Hastalandığımızda sadece kendimiz değil yakın çevremiz de bu durumdan zarar
görür. Bu durumu biraz daha genele yayacak olursak 17 Ağustos 1999’da Gölcük
(Kocaeli/İzmit) merkezli deprem sadece İzmit’i değil beraberinde Marmara
bölgesini dolayısıyla aynı zamanda tüm Türkiye’yi, hatta tüm Dünya’yı
etkilemiştir.
Etkileme-etkilenme durumunu sadece varlık boyutunda da düşünmek doğru değildir.
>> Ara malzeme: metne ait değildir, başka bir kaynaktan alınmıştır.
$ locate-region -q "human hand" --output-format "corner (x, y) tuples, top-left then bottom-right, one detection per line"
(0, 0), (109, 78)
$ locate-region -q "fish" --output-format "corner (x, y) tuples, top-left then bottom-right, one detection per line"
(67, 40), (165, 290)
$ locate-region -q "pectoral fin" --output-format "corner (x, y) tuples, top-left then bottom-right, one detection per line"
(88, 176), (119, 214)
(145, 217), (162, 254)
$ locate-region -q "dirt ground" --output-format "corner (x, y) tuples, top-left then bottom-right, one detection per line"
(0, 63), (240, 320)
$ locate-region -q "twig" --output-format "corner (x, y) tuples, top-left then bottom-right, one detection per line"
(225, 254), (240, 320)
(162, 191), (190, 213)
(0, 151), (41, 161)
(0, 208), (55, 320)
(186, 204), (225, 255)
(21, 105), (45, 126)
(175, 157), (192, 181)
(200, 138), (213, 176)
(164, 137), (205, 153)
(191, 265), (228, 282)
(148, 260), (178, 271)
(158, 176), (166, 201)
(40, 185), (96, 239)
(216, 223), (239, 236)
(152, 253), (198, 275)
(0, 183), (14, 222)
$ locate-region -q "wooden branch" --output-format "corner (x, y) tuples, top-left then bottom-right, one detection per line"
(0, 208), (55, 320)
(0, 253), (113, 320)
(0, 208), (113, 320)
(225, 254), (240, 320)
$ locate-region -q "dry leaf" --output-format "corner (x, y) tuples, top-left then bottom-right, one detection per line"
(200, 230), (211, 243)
Meydana gelen olaylar aynı zamanda içerik açısından da değişik boyutlar, yönler
ortaya çıkarabilirler. Olaylar beraberlerinde sosyal, siyasal, ekonomik,
kültürel, dinsel gibi değişik yönlerden de etkilenmeleri beraberlerinde ortaya
çıkarabilirler.
Örnek: Mahallemize açılan yeni bir okul sadece bizi değil, aynı zamanda bütün
mahalleyi, şehrimizi ve ülkemizi etkiler. Bunun yanı sıra o çevrede eğitimi
(kültürel yönden)etkiler, orada iş kollarının gelişmesini sağlar (ekonomik
yönden), insani ilişkiler yönünden insanların yaşamını da etkiler (sosyal
yönden).
OLGU: Kolayca anlaşılabilir, kanıtlanabilir ve bilimsel verilere dayanan
bilgidir. Olgu kişiden kişiye değişmez.
Örnekler: Türkiye’nin ilk cumhurbaşkanı Mustafa Kemal Atatürk’tür.
Türkiye’nin başkenti Ankara’dır. İnsan canlı bir varlıktır.
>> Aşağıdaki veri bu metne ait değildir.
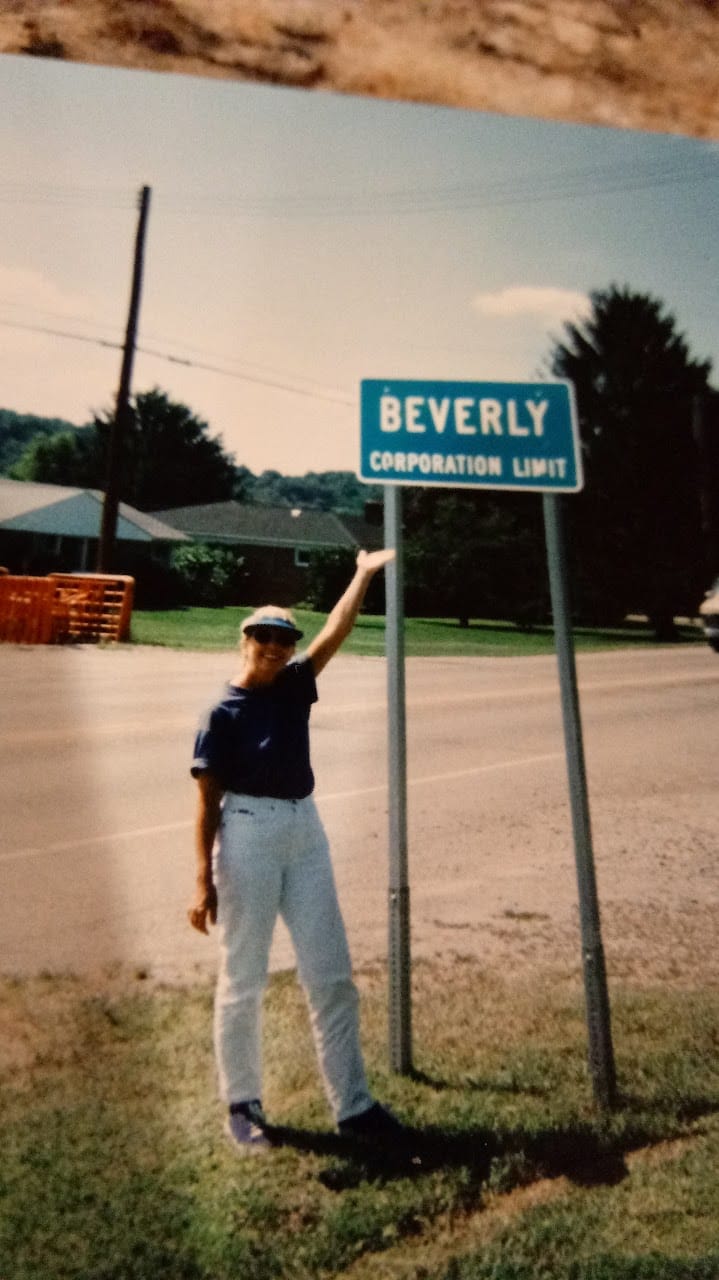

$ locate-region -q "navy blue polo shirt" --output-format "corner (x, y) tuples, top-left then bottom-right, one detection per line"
(191, 656), (318, 799)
Adana Akdeniz bölgesindedir.
GÖRÜŞ: Kişiden kişiye değişen ve insanların kendi düşüncelerini yansıtan
bilgidir.
Örnekler: En çalışkan insanlar Türklerdir.
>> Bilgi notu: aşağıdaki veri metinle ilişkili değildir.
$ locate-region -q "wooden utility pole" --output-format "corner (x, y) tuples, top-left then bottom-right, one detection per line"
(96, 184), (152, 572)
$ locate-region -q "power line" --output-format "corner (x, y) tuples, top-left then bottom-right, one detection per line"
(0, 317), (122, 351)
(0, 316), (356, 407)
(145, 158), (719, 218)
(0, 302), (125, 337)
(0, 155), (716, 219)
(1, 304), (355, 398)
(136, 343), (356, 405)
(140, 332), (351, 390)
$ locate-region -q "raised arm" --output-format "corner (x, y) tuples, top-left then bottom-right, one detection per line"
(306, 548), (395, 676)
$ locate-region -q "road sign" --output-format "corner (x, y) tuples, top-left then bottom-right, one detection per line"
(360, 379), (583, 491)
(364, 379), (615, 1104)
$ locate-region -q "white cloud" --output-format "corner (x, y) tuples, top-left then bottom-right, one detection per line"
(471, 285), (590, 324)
Dünya’nın en güzel kenti Adana’dır.
Sarı en hoş renktir.
Olgu ve Görüş Arasındaki Farklar:
OLGU |
GÖRÜŞ |
Herkes tarafından kabul edilir. |
Herkes tarafından kabul edilmez. |
Kesinlik belirtir. |
Kesinlik belirtmez. |
Herkese göre aynıdır. |
Kişiden kişiye değişir. |
Doğruluğu tartışılmaz. |
Doğruluğu tartışılır. |
Bence, sence gibi sözcükler içermez. |
Bence, sence gibi sözcükler içerir. |
KAVRAM: Basit bir fikri veya
gerçeği veya bir grup şeyi soyutlayarak ifade eden terim. Bir nesnenin veya
düşüncenin zihinden soyut ve genel tasarımıdır.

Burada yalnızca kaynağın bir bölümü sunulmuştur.